Gov. Gregoire called the special session hoping the Legislature would act on her proposed all-cuts supplemental budget, and on a temporary half-percent sales tax increase. That measure would have generated an estimated $500 million in the next three years, enabling the state to buy back roughly one-third of the program cuts.
Neither goal was met. But the Legislature got a start on crafting a revised biennial budget to deal with the $2 billion shortfall that's materialized since it adopted the budget in May. Legislators who often cling to partisan dogma were able to agree to $480 million in deficit reductions through a combination of fund transfers, expenditure delays, and cuts. And they surely vetted other options in closed-door discussions, which should speed deliberations on the remaining cuts in the 60-day regular session that convenes January 9.

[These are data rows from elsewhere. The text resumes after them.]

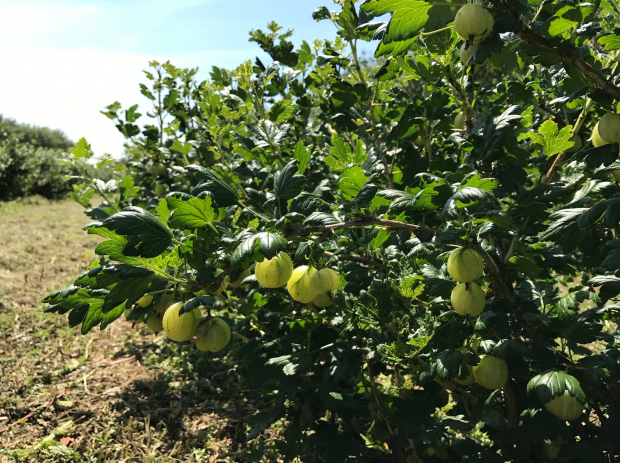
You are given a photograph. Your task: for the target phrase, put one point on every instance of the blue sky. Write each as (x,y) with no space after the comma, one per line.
(61,61)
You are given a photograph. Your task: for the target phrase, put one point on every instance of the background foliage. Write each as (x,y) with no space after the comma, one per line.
(365,172)
(28,162)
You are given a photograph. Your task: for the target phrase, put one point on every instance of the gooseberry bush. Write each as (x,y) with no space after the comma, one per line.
(417,262)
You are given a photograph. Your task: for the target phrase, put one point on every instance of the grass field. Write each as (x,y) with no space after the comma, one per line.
(118,395)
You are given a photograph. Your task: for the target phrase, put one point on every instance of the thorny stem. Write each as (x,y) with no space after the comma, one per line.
(360,223)
(253,212)
(382,409)
(569,53)
(578,124)
(323,319)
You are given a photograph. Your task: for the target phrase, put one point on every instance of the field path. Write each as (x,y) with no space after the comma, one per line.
(120,395)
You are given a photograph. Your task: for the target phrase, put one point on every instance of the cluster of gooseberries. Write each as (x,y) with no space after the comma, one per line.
(305,284)
(466,266)
(473,24)
(212,333)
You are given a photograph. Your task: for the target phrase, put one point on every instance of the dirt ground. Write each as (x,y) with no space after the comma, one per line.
(122,395)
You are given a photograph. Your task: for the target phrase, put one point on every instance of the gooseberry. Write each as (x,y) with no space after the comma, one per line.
(273,273)
(300,285)
(473,21)
(180,327)
(468,301)
(491,372)
(566,407)
(465,265)
(213,335)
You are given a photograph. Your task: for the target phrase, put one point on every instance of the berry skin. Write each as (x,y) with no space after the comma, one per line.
(459,121)
(609,128)
(180,327)
(325,281)
(322,300)
(468,301)
(473,20)
(465,265)
(213,335)
(145,300)
(565,407)
(491,372)
(155,322)
(274,273)
(300,285)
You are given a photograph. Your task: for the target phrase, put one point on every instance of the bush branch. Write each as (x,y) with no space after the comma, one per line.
(356,224)
(569,53)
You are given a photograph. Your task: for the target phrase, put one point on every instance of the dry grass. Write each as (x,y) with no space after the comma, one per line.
(123,394)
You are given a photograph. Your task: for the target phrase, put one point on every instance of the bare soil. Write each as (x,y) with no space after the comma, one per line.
(122,395)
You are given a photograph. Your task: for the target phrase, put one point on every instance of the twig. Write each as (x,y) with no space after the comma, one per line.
(560,157)
(382,409)
(501,289)
(569,53)
(358,259)
(359,223)
(323,319)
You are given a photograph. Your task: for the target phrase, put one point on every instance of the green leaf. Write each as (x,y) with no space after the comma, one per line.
(281,111)
(183,148)
(262,245)
(150,237)
(552,384)
(82,150)
(410,17)
(163,211)
(305,204)
(611,42)
(303,155)
(558,26)
(127,188)
(193,213)
(223,194)
(551,140)
(286,183)
(351,182)
(132,114)
(486,184)
(113,246)
(526,266)
(382,236)
(342,155)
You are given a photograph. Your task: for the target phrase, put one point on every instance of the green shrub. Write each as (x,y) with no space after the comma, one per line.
(366,174)
(26,169)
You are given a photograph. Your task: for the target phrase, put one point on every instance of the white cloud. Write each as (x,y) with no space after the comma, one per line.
(67,89)
(62,61)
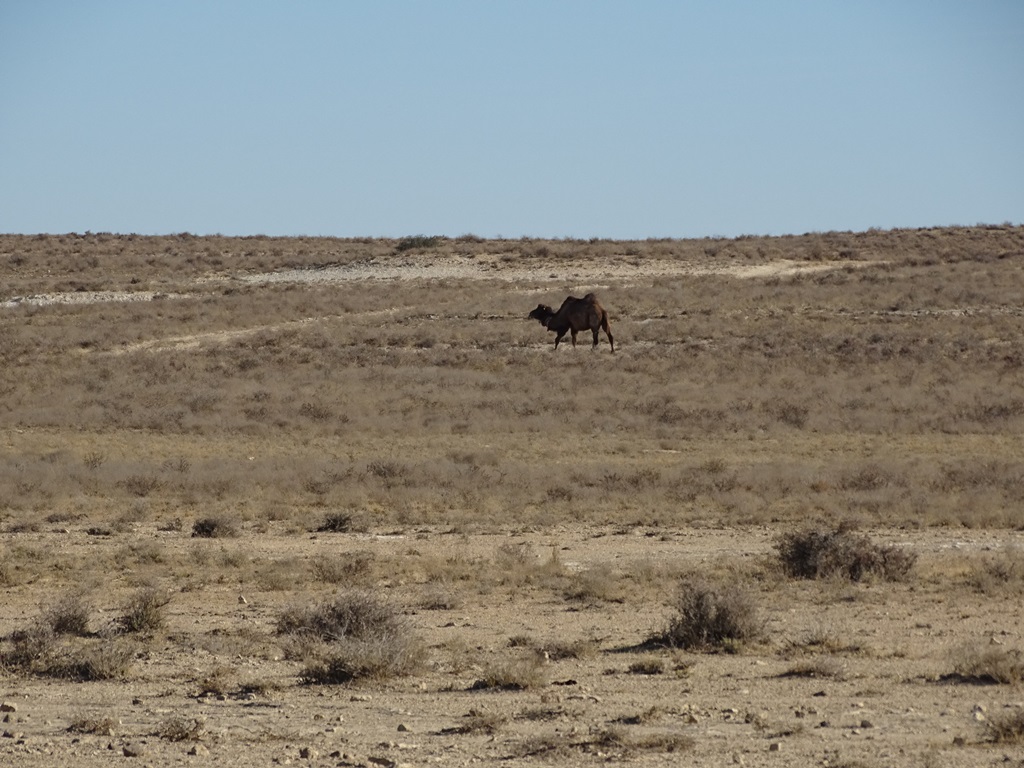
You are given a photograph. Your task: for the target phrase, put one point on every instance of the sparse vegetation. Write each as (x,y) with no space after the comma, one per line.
(215,527)
(355,637)
(991,665)
(347,446)
(820,554)
(711,616)
(144,611)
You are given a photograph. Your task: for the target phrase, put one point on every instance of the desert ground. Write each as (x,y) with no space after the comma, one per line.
(209,443)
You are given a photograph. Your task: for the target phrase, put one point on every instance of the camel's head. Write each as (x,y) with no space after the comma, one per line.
(542,314)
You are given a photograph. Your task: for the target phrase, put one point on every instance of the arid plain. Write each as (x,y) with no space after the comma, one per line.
(205,442)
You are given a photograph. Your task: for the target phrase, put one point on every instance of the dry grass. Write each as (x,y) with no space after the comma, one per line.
(711,616)
(884,388)
(355,637)
(913,339)
(821,554)
(988,666)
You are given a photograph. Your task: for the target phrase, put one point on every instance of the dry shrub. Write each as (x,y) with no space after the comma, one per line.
(30,647)
(96,660)
(989,666)
(144,611)
(478,722)
(94,726)
(648,666)
(820,554)
(351,568)
(182,729)
(70,615)
(513,674)
(821,668)
(711,616)
(215,527)
(336,522)
(1007,729)
(355,637)
(617,741)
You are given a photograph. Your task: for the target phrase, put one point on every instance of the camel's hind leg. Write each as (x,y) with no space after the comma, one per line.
(607,332)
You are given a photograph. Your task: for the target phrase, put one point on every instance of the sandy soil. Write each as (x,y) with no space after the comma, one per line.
(846,675)
(881,695)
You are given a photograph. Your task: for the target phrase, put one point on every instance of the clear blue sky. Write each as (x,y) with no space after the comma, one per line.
(540,118)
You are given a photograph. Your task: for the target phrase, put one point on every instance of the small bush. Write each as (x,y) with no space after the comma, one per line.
(30,646)
(820,554)
(182,729)
(1007,729)
(988,666)
(144,611)
(94,726)
(98,660)
(215,527)
(351,568)
(647,667)
(711,616)
(336,522)
(355,637)
(513,674)
(70,615)
(417,241)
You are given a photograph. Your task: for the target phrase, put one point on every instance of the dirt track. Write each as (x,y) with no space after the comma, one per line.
(845,674)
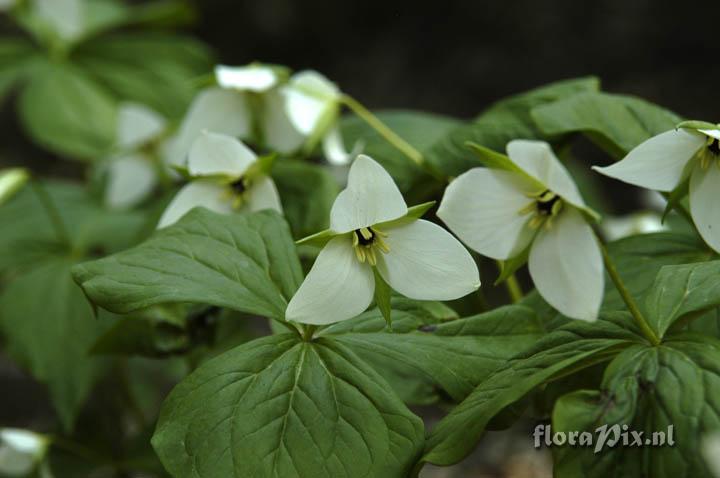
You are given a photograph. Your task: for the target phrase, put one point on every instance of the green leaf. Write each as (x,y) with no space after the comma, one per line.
(46,321)
(648,389)
(243,262)
(150,68)
(504,121)
(452,356)
(640,258)
(277,407)
(616,123)
(17,59)
(67,113)
(307,192)
(382,297)
(683,291)
(564,351)
(419,129)
(50,334)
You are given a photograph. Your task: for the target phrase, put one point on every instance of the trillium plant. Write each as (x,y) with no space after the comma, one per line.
(261,300)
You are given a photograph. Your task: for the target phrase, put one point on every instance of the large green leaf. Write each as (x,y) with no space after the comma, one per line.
(307,192)
(640,258)
(281,408)
(453,356)
(17,57)
(154,69)
(616,123)
(45,318)
(566,350)
(504,121)
(422,130)
(66,112)
(682,291)
(49,328)
(648,389)
(243,262)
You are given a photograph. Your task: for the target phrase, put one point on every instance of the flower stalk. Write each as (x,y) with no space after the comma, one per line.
(382,129)
(627,297)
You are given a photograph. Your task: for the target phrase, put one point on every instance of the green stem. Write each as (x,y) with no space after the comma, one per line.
(514,290)
(627,298)
(390,136)
(51,210)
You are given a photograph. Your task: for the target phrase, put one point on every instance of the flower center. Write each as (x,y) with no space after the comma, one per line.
(366,241)
(710,153)
(545,207)
(237,190)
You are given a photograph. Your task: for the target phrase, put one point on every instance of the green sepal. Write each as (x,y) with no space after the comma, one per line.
(318,239)
(414,213)
(263,165)
(510,266)
(382,297)
(696,125)
(494,160)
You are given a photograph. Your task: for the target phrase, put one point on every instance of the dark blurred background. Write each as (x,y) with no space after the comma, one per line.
(455,57)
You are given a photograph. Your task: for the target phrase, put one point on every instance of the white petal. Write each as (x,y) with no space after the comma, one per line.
(310,99)
(137,124)
(704,187)
(11,180)
(255,78)
(426,262)
(567,268)
(538,160)
(130,180)
(201,193)
(213,109)
(334,148)
(263,195)
(371,197)
(67,17)
(337,288)
(714,133)
(659,163)
(280,134)
(23,440)
(482,207)
(20,450)
(213,154)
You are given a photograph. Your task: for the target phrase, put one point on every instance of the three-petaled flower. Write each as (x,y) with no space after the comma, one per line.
(372,232)
(686,156)
(134,171)
(527,204)
(226,176)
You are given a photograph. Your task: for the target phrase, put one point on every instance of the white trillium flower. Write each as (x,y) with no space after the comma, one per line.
(370,227)
(227,177)
(133,173)
(20,451)
(666,161)
(533,204)
(313,105)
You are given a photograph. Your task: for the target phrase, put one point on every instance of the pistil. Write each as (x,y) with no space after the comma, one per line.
(366,241)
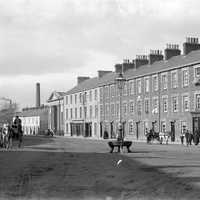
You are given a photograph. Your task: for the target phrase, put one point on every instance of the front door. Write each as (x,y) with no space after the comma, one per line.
(196,123)
(172,131)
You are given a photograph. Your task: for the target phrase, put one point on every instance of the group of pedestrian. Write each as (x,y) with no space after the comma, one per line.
(188,136)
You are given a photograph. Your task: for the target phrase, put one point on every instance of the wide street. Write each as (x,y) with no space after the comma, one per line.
(72,168)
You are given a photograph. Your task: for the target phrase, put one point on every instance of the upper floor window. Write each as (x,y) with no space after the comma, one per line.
(95,94)
(90,111)
(107,109)
(124,108)
(66,100)
(75,113)
(80,98)
(139,86)
(146,106)
(164,81)
(90,95)
(101,110)
(66,114)
(197,71)
(96,111)
(125,89)
(146,84)
(101,93)
(112,109)
(175,104)
(106,92)
(139,106)
(71,113)
(174,79)
(131,128)
(197,101)
(117,109)
(185,77)
(155,82)
(185,103)
(131,107)
(131,87)
(80,112)
(75,98)
(70,99)
(165,103)
(155,105)
(112,90)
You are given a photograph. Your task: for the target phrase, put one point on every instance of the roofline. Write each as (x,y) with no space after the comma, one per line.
(140,76)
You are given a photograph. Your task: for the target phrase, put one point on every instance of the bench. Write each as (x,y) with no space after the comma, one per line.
(118,144)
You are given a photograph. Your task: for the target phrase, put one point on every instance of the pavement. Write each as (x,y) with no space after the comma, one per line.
(73,168)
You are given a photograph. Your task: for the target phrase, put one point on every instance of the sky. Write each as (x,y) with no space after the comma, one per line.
(54,41)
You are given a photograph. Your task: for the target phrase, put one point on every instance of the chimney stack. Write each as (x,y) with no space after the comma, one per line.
(140,60)
(128,65)
(37,94)
(191,44)
(118,68)
(101,73)
(81,79)
(172,50)
(155,55)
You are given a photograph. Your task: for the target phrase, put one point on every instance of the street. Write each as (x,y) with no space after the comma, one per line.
(72,168)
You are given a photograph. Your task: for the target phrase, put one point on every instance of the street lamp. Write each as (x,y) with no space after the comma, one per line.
(120,82)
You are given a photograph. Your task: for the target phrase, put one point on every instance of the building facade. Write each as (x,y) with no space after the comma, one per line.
(34,120)
(56,114)
(161,92)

But this bipartisan achievement comes with one large caveat: Most of the revisions involve what one legislator called “picking low-hanging fruit,” and such fruits require close inspection. Some are just bookkeeping gimmicks. Several generate only one-time revenues. For example, the state can now sell unclaimed property such as stocks and other securities when it's practicable, rather than waiting up to 3 years. Clearing the backlog is expected to garner $51 million.
Other changes merely delay budgeted expenditures. School bus funding scheduled for July 2013 was pushed back one month, “saving” $50 million. The implementation of an expanded list of factors that may be considered in detaining and committing mentally ill persons was postponed from January 2012 to July 2015. This will reduce costs by $23 million in the current biennium and $30 million in the next, but then the new standards will kick in.
Some big-ticket items the governor proposed were left for the regular session that begins January 9. These include cuts to K-12 levy equalization, school-year length, higher education, public safety, and health and human services, and a shift of school-district apportionment payments to the next biennium. Likewise the question of a sales-tax increase to buy back specific cuts. The talk now is of trying put this before the public in April, but the Legislature would have to take quick action in January, perhaps even before the rest of the supplemental budget is finalized.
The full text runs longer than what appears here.